As the year comes to a close, it’s natural to shake up some old favorites. Their familiar and comforting taste will no doubt help you let go of 2009. But nostalgia is no excuse for limiting your bartending creativity. To help you create some new favorites in 2010, I’ve put together a hot list of cocktail ingredients you should be using in the New Year. Cheers!
For the last few years, bartenders around the country have been brightening up our cocktails with muddled cucumber. For a change, try juicing other vegetables like cooked beets and celery, which add a savory note to a drink. You can also use pickles or even pickle juice to add a sour or briny note.

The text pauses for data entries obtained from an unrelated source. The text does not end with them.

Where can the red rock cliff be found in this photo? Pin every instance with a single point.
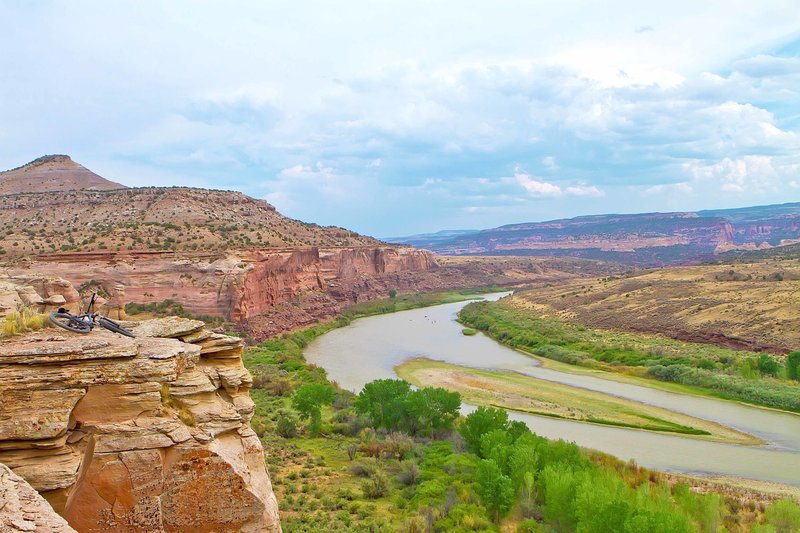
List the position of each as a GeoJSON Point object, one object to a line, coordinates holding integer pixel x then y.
{"type": "Point", "coordinates": [237, 285]}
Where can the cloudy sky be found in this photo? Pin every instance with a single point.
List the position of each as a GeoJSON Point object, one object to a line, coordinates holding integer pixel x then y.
{"type": "Point", "coordinates": [401, 117]}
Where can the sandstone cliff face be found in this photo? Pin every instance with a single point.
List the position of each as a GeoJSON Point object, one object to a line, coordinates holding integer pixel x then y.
{"type": "Point", "coordinates": [37, 291]}
{"type": "Point", "coordinates": [144, 434]}
{"type": "Point", "coordinates": [236, 286]}
{"type": "Point", "coordinates": [22, 509]}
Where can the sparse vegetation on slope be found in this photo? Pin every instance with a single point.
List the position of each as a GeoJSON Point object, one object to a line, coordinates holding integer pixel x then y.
{"type": "Point", "coordinates": [154, 219]}
{"type": "Point", "coordinates": [745, 376]}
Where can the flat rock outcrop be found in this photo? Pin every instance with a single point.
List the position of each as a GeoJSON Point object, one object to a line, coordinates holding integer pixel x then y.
{"type": "Point", "coordinates": [36, 291]}
{"type": "Point", "coordinates": [22, 509]}
{"type": "Point", "coordinates": [144, 434]}
{"type": "Point", "coordinates": [235, 285]}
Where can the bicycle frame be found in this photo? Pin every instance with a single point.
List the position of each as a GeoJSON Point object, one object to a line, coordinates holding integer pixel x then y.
{"type": "Point", "coordinates": [91, 304]}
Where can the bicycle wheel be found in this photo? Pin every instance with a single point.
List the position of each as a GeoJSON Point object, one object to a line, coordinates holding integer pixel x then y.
{"type": "Point", "coordinates": [110, 325]}
{"type": "Point", "coordinates": [70, 322]}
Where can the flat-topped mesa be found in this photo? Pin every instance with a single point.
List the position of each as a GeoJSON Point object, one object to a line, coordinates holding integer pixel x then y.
{"type": "Point", "coordinates": [53, 173]}
{"type": "Point", "coordinates": [144, 434]}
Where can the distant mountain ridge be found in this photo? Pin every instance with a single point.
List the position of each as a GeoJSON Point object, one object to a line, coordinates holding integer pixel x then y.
{"type": "Point", "coordinates": [54, 205]}
{"type": "Point", "coordinates": [53, 173]}
{"type": "Point", "coordinates": [646, 239]}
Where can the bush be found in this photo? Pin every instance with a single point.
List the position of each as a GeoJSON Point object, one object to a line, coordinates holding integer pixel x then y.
{"type": "Point", "coordinates": [409, 473]}
{"type": "Point", "coordinates": [286, 427]}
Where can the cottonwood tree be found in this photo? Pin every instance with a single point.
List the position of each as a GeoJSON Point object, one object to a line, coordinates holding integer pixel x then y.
{"type": "Point", "coordinates": [308, 401]}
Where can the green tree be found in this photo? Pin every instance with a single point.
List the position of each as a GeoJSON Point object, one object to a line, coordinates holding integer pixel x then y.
{"type": "Point", "coordinates": [560, 485]}
{"type": "Point", "coordinates": [432, 409]}
{"type": "Point", "coordinates": [767, 365]}
{"type": "Point", "coordinates": [479, 422]}
{"type": "Point", "coordinates": [496, 445]}
{"type": "Point", "coordinates": [494, 488]}
{"type": "Point", "coordinates": [522, 461]}
{"type": "Point", "coordinates": [784, 515]}
{"type": "Point", "coordinates": [384, 402]}
{"type": "Point", "coordinates": [309, 399]}
{"type": "Point", "coordinates": [793, 366]}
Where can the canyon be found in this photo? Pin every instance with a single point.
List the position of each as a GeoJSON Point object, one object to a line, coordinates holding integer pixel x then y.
{"type": "Point", "coordinates": [646, 239]}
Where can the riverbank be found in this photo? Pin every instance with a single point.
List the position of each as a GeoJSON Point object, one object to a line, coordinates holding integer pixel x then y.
{"type": "Point", "coordinates": [687, 367]}
{"type": "Point", "coordinates": [321, 486]}
{"type": "Point", "coordinates": [526, 394]}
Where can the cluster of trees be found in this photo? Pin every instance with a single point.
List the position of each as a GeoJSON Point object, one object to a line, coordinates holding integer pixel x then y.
{"type": "Point", "coordinates": [557, 481]}
{"type": "Point", "coordinates": [391, 404]}
{"type": "Point", "coordinates": [756, 378]}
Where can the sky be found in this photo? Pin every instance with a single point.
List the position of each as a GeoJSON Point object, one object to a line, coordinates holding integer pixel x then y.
{"type": "Point", "coordinates": [400, 117]}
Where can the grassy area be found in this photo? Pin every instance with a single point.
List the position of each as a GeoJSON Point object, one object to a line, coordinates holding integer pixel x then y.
{"type": "Point", "coordinates": [530, 395]}
{"type": "Point", "coordinates": [354, 477]}
{"type": "Point", "coordinates": [138, 311]}
{"type": "Point", "coordinates": [729, 374]}
{"type": "Point", "coordinates": [23, 320]}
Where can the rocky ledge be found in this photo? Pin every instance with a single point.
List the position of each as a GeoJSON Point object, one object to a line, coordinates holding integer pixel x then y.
{"type": "Point", "coordinates": [144, 434]}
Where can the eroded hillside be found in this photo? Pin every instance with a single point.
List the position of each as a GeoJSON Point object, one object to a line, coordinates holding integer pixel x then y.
{"type": "Point", "coordinates": [749, 306]}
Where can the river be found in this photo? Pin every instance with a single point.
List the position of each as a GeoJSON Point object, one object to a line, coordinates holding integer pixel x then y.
{"type": "Point", "coordinates": [370, 348]}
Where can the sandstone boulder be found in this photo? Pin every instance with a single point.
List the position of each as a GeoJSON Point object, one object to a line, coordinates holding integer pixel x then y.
{"type": "Point", "coordinates": [22, 509]}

Cocktails are getting hot. Seriously, mixologists are making drinks increasingly spicy. Gently muddled habanero peppers (you can tone down the heat by discarding the seeds and using thin strips) or hot sauce, like Tabasco, can add a refreshing kick. For a delicate spice, shake your cocktail with a generous handful of cilantro leaves.
Have a Sweeter Year:
Every cocktail recipe now seems to call for simple syrup (a mixture of 1 part water and 1 part sugar). But there are other ways to sweeten a drink. Try using honey, maple syrup or agave nectar, which works well with tequila and brown spirits. Not to mention jams and jellies—one dollop can add flavor and sweetness to cocktail.

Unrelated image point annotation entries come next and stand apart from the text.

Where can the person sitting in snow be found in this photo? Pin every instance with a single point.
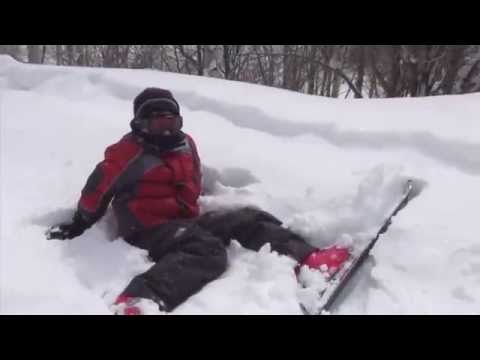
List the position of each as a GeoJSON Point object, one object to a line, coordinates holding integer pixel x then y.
{"type": "Point", "coordinates": [153, 175]}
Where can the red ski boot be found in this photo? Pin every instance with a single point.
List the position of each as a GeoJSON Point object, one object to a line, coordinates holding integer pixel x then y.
{"type": "Point", "coordinates": [125, 305]}
{"type": "Point", "coordinates": [330, 259]}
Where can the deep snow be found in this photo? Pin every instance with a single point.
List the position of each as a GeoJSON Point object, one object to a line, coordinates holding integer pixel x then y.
{"type": "Point", "coordinates": [330, 168]}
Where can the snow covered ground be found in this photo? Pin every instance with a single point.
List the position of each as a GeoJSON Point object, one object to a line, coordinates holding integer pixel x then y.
{"type": "Point", "coordinates": [331, 169]}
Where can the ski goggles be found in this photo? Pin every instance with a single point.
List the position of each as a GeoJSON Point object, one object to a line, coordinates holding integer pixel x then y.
{"type": "Point", "coordinates": [161, 123]}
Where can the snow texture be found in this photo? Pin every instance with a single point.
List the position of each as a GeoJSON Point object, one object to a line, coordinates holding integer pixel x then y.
{"type": "Point", "coordinates": [330, 168]}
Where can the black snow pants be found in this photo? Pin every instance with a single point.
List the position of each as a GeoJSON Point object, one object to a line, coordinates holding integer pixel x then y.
{"type": "Point", "coordinates": [188, 254]}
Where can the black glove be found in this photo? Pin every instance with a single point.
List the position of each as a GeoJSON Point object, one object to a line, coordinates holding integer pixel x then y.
{"type": "Point", "coordinates": [68, 231]}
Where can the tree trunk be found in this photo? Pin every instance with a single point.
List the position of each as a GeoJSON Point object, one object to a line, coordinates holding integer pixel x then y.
{"type": "Point", "coordinates": [34, 54]}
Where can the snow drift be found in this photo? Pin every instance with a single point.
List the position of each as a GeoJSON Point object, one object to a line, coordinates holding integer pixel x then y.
{"type": "Point", "coordinates": [329, 168]}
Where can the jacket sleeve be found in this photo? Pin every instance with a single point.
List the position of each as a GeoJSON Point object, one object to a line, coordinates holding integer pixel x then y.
{"type": "Point", "coordinates": [101, 184]}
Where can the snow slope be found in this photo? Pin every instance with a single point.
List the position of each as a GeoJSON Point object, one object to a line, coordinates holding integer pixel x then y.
{"type": "Point", "coordinates": [329, 168]}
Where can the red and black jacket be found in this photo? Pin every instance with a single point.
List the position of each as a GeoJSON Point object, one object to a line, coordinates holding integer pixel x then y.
{"type": "Point", "coordinates": [148, 186]}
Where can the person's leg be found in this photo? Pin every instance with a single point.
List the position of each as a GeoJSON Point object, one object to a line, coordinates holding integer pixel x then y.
{"type": "Point", "coordinates": [187, 258]}
{"type": "Point", "coordinates": [253, 228]}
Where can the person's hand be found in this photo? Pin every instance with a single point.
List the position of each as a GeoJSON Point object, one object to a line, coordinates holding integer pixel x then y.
{"type": "Point", "coordinates": [68, 230]}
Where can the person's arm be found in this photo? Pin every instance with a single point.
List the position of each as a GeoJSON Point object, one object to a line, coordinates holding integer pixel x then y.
{"type": "Point", "coordinates": [98, 191]}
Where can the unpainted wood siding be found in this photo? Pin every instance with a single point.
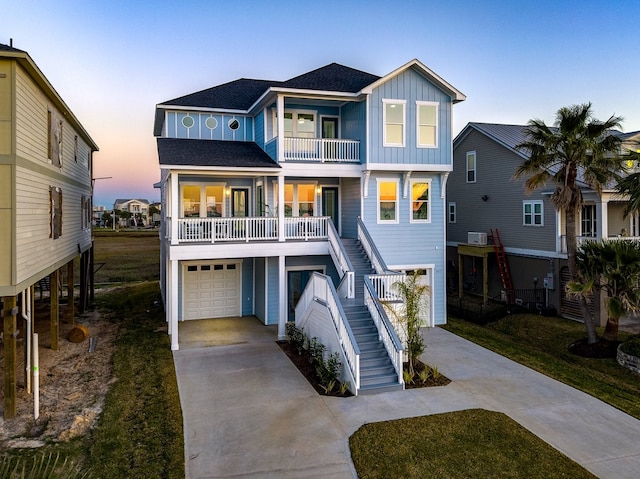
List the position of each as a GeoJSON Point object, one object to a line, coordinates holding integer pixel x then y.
{"type": "Point", "coordinates": [36, 253]}
{"type": "Point", "coordinates": [495, 166]}
{"type": "Point", "coordinates": [410, 86]}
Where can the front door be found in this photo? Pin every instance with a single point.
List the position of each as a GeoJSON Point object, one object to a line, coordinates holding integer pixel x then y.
{"type": "Point", "coordinates": [330, 204]}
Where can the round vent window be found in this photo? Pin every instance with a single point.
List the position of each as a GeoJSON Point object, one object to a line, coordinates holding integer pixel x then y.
{"type": "Point", "coordinates": [187, 122]}
{"type": "Point", "coordinates": [211, 123]}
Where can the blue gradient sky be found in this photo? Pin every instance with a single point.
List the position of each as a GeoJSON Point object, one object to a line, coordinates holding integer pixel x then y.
{"type": "Point", "coordinates": [112, 61]}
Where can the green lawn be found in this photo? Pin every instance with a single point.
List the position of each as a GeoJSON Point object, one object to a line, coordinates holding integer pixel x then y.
{"type": "Point", "coordinates": [541, 343]}
{"type": "Point", "coordinates": [465, 444]}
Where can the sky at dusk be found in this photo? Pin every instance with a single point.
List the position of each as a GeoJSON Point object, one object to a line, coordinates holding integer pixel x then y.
{"type": "Point", "coordinates": [113, 61]}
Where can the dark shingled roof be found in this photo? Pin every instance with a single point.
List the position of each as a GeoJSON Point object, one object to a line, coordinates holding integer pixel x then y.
{"type": "Point", "coordinates": [332, 77]}
{"type": "Point", "coordinates": [177, 151]}
{"type": "Point", "coordinates": [241, 94]}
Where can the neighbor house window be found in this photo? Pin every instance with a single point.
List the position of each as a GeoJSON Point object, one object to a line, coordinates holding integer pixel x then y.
{"type": "Point", "coordinates": [588, 221]}
{"type": "Point", "coordinates": [471, 166]}
{"type": "Point", "coordinates": [532, 213]}
{"type": "Point", "coordinates": [427, 123]}
{"type": "Point", "coordinates": [388, 201]}
{"type": "Point", "coordinates": [452, 212]}
{"type": "Point", "coordinates": [394, 121]}
{"type": "Point", "coordinates": [420, 209]}
{"type": "Point", "coordinates": [55, 212]}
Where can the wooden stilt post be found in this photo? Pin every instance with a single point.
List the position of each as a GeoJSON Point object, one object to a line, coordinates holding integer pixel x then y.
{"type": "Point", "coordinates": [54, 308]}
{"type": "Point", "coordinates": [9, 312]}
{"type": "Point", "coordinates": [70, 294]}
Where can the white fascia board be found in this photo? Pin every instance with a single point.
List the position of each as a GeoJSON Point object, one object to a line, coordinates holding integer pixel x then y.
{"type": "Point", "coordinates": [409, 167]}
{"type": "Point", "coordinates": [191, 252]}
{"type": "Point", "coordinates": [223, 171]}
{"type": "Point", "coordinates": [202, 109]}
{"type": "Point", "coordinates": [321, 170]}
{"type": "Point", "coordinates": [456, 95]}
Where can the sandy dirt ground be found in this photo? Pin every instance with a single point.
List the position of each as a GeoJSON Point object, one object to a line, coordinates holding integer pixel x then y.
{"type": "Point", "coordinates": [73, 382]}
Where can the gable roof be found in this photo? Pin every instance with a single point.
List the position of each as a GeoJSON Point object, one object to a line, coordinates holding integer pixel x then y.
{"type": "Point", "coordinates": [221, 153]}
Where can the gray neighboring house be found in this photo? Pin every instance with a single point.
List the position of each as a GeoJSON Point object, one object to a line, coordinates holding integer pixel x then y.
{"type": "Point", "coordinates": [483, 196]}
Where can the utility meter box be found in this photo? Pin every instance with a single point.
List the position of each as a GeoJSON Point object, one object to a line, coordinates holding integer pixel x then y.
{"type": "Point", "coordinates": [476, 238]}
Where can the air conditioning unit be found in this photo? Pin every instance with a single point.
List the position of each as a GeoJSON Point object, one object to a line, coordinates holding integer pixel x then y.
{"type": "Point", "coordinates": [476, 238]}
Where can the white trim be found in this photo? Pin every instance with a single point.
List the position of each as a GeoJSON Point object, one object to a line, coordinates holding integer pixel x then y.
{"type": "Point", "coordinates": [396, 220]}
{"type": "Point", "coordinates": [390, 101]}
{"type": "Point", "coordinates": [435, 104]}
{"type": "Point", "coordinates": [475, 166]}
{"type": "Point", "coordinates": [412, 181]}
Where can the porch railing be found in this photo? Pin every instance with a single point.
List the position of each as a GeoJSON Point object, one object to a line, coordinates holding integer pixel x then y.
{"type": "Point", "coordinates": [320, 289]}
{"type": "Point", "coordinates": [386, 332]}
{"type": "Point", "coordinates": [321, 150]}
{"type": "Point", "coordinates": [213, 230]}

Fresh mint gives a wonderful aromatic note to many popular drinks but it’s not the only herb you should be using. Next time instead of mint try basil, sage, rosemary or tarragon. This small substitution will completely change the flavor of a cocktail.
Hendrick’s Breakfast Martini
Contributed by: Charlotte Voisey
- 1.5 oz Hendrick’s Gin
- 2 teaspoon Orange marmalade
- .75 oz Fresh lemon juice
- .5 oz Simple syrup
- Garnish: Lemon peel
- Glass: Cocktail
Shake all the ingredients with ice and strain into a cocktail glass. Garnish with a lemon peel and serve with buttered toast on the side.
Charlotte Voisey is the Mixologist for William Grant & Sons USA.